Sarah Wang, of a16z (19459061), also expressed her excitement about the team and its potential. She wrote, “Thrilled that I can support Mira Murati and her world-class team who are behind every major AI research and product breakthrough in recent years.” “RL (PPO TRPO GAE), reasoning multimodal, Character and of course ChatGPT!” No one is better placed to advance the frontier.”

More on Thinking Machines (19659024) According to Murati the company is aiming to deliver systems which are not only technically capable, but also adaptable and safe. Their approach emphasizes open-science, including the public release of model specs, technical documents, and best practices along with safety measures like red-teaming, and post-deployment monitor.

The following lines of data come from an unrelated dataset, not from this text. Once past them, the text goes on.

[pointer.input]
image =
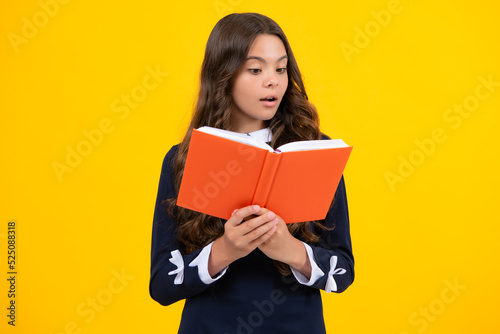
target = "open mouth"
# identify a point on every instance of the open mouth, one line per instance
(270, 99)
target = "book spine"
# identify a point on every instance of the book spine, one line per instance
(266, 178)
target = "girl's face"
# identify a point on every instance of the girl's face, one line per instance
(263, 76)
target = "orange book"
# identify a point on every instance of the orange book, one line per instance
(226, 170)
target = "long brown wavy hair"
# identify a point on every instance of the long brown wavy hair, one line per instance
(296, 119)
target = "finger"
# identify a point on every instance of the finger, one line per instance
(239, 214)
(265, 236)
(261, 230)
(250, 225)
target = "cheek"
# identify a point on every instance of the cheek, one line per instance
(244, 89)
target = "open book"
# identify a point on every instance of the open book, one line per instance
(227, 170)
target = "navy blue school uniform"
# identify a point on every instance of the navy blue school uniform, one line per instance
(250, 295)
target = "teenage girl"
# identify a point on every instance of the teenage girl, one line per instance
(252, 273)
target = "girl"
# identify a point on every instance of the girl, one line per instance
(252, 273)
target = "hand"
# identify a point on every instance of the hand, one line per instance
(244, 231)
(284, 247)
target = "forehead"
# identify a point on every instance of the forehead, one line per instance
(268, 47)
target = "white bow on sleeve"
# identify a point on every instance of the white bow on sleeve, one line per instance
(179, 262)
(331, 285)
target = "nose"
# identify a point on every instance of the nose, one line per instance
(271, 81)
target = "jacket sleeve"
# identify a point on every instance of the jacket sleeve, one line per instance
(174, 275)
(331, 258)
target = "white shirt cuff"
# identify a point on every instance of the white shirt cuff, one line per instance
(202, 262)
(316, 272)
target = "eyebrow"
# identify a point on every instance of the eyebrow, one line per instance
(262, 59)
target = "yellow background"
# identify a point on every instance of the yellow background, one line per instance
(412, 238)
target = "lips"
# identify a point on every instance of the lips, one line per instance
(269, 98)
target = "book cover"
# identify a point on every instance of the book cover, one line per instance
(225, 171)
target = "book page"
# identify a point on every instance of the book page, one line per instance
(236, 136)
(308, 145)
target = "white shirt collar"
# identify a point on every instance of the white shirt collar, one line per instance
(263, 134)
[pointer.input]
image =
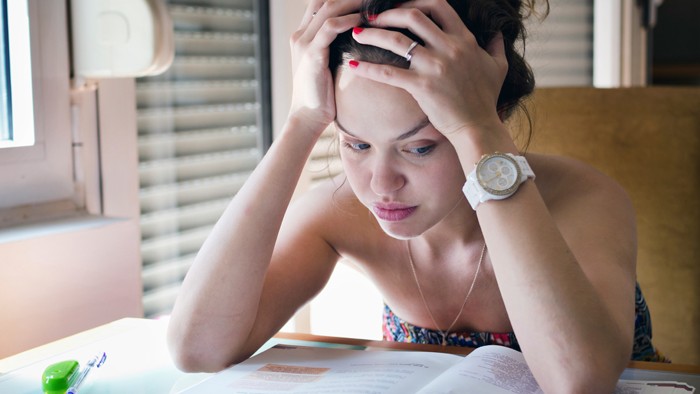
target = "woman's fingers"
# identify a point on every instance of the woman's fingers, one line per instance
(332, 27)
(439, 11)
(392, 41)
(311, 10)
(329, 9)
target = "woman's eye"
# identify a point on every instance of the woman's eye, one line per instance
(357, 146)
(421, 150)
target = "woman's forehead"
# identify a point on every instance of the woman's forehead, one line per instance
(363, 104)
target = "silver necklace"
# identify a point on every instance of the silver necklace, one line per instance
(445, 333)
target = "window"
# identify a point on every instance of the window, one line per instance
(201, 127)
(5, 93)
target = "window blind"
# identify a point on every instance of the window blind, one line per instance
(200, 136)
(560, 48)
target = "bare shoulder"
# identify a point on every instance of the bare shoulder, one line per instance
(592, 211)
(331, 210)
(564, 180)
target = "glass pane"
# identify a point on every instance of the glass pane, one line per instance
(5, 112)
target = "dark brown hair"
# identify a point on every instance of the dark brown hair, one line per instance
(484, 18)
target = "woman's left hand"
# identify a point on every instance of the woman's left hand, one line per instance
(455, 82)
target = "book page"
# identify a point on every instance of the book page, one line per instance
(488, 369)
(317, 370)
(653, 387)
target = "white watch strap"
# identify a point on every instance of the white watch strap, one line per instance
(476, 194)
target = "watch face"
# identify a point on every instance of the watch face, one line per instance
(498, 174)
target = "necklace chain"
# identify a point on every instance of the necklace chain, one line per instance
(445, 333)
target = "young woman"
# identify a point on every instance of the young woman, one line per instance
(463, 254)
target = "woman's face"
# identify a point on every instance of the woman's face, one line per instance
(399, 166)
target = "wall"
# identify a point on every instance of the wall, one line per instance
(63, 277)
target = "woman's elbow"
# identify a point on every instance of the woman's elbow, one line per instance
(189, 354)
(597, 373)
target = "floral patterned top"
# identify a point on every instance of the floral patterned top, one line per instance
(397, 330)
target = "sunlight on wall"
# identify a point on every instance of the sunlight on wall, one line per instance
(349, 306)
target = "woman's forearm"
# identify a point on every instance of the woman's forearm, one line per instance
(576, 335)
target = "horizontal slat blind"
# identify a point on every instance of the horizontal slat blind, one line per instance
(198, 138)
(560, 49)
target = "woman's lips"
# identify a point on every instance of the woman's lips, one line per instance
(392, 212)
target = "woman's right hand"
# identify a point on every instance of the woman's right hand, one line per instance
(313, 98)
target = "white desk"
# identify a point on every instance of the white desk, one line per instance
(138, 360)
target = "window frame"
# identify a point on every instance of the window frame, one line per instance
(42, 174)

According to VentureBeat, Thinking Machines was formed after Murati left OpenAI at the end of 2024. The company is one of many new entrants that are aiming to change the way advanced AI tools and services are developed and distributed.

An announcement that is well-timed following OpenAI delaying its own open-source foundation model

This announcement comes amid increased interest in open-access AI following OpenAI’s decision to postpone the release of its much-anticipated open-weight model.

Originally scheduled for this week’s release, the planned release was delayed. Sam Altman, CEO and cofounder of the companyhas recently postponed the launch date. He cited a need for more safety testing and a review of high-risk zones.

According to Altman Last week, I wrote on X:

We planned to launch our open weight model next week.

We are delaying the launch; we need to run additional safety testing and review high-risk zones. We are not sure how long this will take.

While we are confident that the community will create great things using this model, weights cannot be pulled back once they have been released. This is a new model for us, and we want it to be perfect. We are working hard, sorry for the bad news.Altman acknowledged that model weights are irreversible and stressed the importance of getting them right without providing a new timetable.

Altman first announced the model publicly in March. The model was billed as OpenAI’s most open release in 2019 since GPT-2 — long before the Release of ChatGPT powered with GPT-3 in November 2022

OpenAI has been focusing on releasing more powerful foundation large-language models (LLMs) but has kept them proprietary. They are only accessible via its ChatGPT interface, with limited interactions for users of the free tier, and to paid subscribers. This angered many of its original open source supporters, including former funder, co-founder, and AI rival Elon (who is currently leading xAI). The launch of the powerful DeepSeek R1 open source model by Chinese firm DeepSeek in January 2025 (an offshoot from High-Flyer Capital Management), completely upended the AI market. It offered advanced AI reasoning previously reserved for proprietary models, for free. And it ran locally without web servers, for those who are concerned about privacy.

Google and other major AI providers were then motivated to release similar powerful open source AI model in an attempt to attract users to their ecosystems. It appears that OpenAI “felt” the competitive heat and was also moved to develop its own open-source rival. Altman described the new OpenAI release as a reasoning model and stressed its use as a basis for developers to build their own systems. OpenAI also held feedback sessions in San Francisco, Europe and Asia-Pacific for developers to gather input. This signaled that the model is still being refined.

OpenAI employees include Aidan Clarkreiterated on X, that the model has a strong capability but must also meet a high bar in terms of safety. This pause, coupled with the lack technical detail and clear dates suggests that the initiative is still in a cautious phase.

This delay has created an opening in the developer’s ecosystem, one that Thinking Machines is now poised to fill with a clearer timeline and a public commitment towards openness.

OpenAI’s open weight model is now in limbo. Thinking Machines’ announcement of a clear timeline, and the inclusion of an open source component, could reshape developers’ attention. By committing to openness and signaling its public readiness, the company is not just staking a position on the competitive frontier of AI but also meeting developer demand for customizable, transparent tools.